Huge hospital deal could completely change health care in this state

Huge hospital deal could completely change health care in this state

A massive deal in California would give a hedge fund control of a charitable hospital group.

It took months, but California Attorney General Kamala Harris has granted conditional approval for the largest nonprofit hospital transaction in the history of the state.

BlueMountain Capital Management will now be allowed to invest in the Daughters of Charity Health System, representing the first time a hedge fund has been involved in a nonprofit hospital transaction in California, according to a San Jose Mercury News report.

Harris’ approval also would enable it to purchase the hospital chain after three years.

It’s not the first time a hedge fund has attempted to snap up the troubled hospital chain. Prime Healthcare Services bid $843 million last year for it, but pulled out shortly after Harris demanded certain contingencies. Harris will be requiring the same contingencies for this sale: namely that BlueMountain maintain its “charitable purpose” and ensure that “low-income Californians will continue to have access to critical health care services, including emergency, trauma, surgical, and reproductive health services,” she said in a statement.

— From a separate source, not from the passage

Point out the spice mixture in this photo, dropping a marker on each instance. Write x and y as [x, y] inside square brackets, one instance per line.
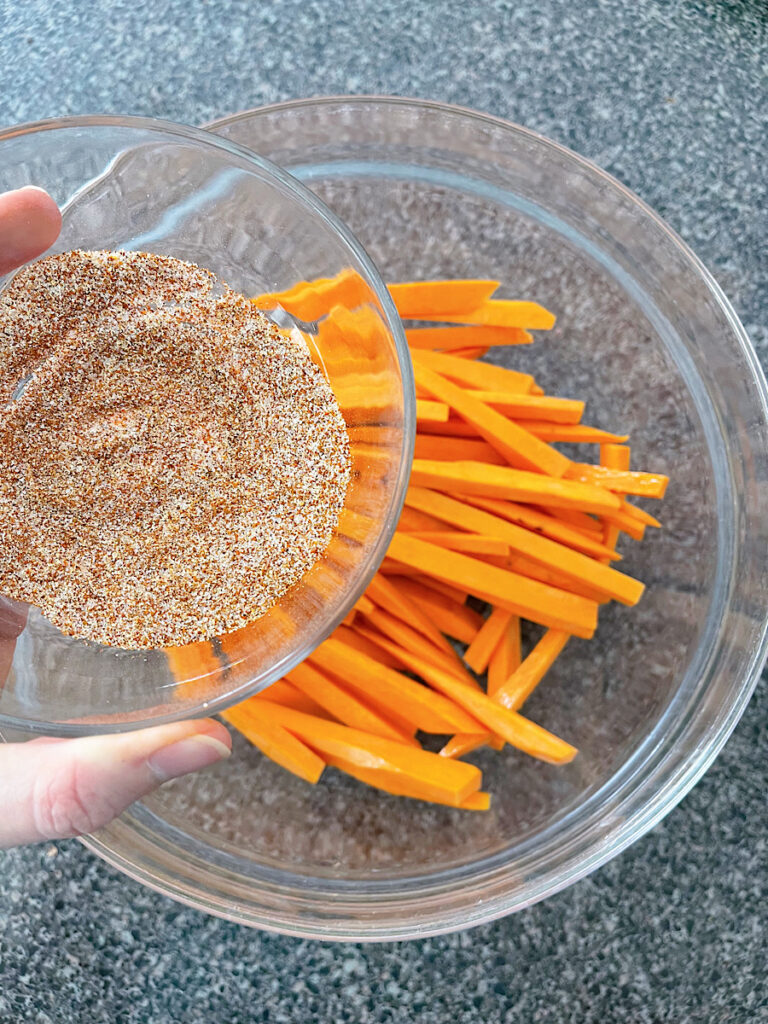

There are six Daughters facilities in operation. BlueMountain would be required to keep at least five of them open for 10 years under the terms of teh agreement, which the hedge fund is reviewing. It would also need to maintain Medi-Cal contracts and services for a decade, and continue charity care at acceptable levels based on historical use.

Daughters has hospitals in San Jose, Gilroy, Dale City, Moss Beach, and two in Los Angeles.

Daughters of Charity Health System is a Catholic health care organization that is based in Los Altos Hills in California. It boasts 8,000 associates and physicians in its six hospitals. DCHS has been facing financial difficulties and it is estimated they are losing $10 million each month since 2014.